Rebound in numbers brings industry back in line with employment levels seen 12 months earlier, reports Statistics Canada.

Construction employment made considerable gains in March. (Source: Statistics Canada, Labour Force Survey (3701), table 14-10-0355-01.)

Canada’s construction sector gained 15,000 workers in March, bringing the employment figures back in line with the same month a year earlier, reports Statistics Canada in its latest Labour Force Survey. Across the broader spectrum of sectors, employment was little changed across the country, slipping by a negligible 2,200 positions as the employment rate fell 0.1 percentage points to 61.4 per cent.

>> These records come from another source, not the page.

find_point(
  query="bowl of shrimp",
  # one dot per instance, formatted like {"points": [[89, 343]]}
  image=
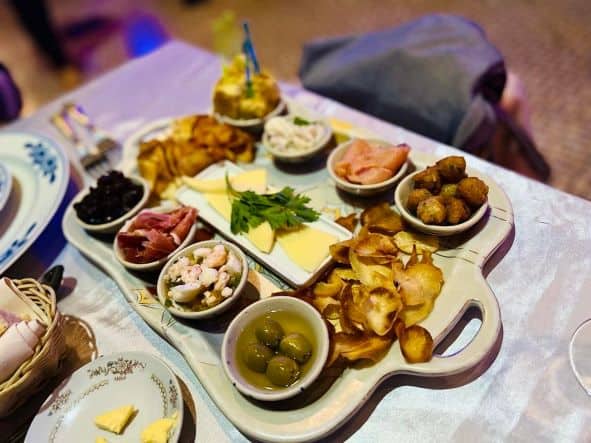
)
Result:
{"points": [[203, 279]]}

From March 2023 to March 2024, the national employment rate has decreased by 0.9 percentage points. In those 12 months, employment growth of 324,000 positions was outpaced by a population gain of more than one million in the 15 and older cohort tracked in the Labour Force Survey. In March, Statistics Canada released a report indicating that Canada’s population was rising at an annual rate of 3.2 per cent — the fastest annual growth rate since 1957.

Alongside the decrease in the employment rate, the unemployment rate was rising. That rate jumped 0.3 percentage points to reach 6.1 per cent in March. On a year-over-year basis, the unemployment rate was up by one per cent. Statistics Canada says the monthly increase in the rate was driven by an increase of 60,000 people searching for work or on temporary layoff. This brought the total number of unemployed people to 1.3 million, an increase of 247,000, or 23 per cent, compared with 12 months earlier.

The labour force participation rate, or the proportion of the population aged 15 and older who were employed or looking for work, stood at 65.3 per cent for the third consecutive month in March. On a year-over-year basis, the participation rate was down by 0.4 percentage points. This, says the agency, was a reflection of year-over-year declines in the participation rates of youth aged 15 to 24 and people aged 55 and older.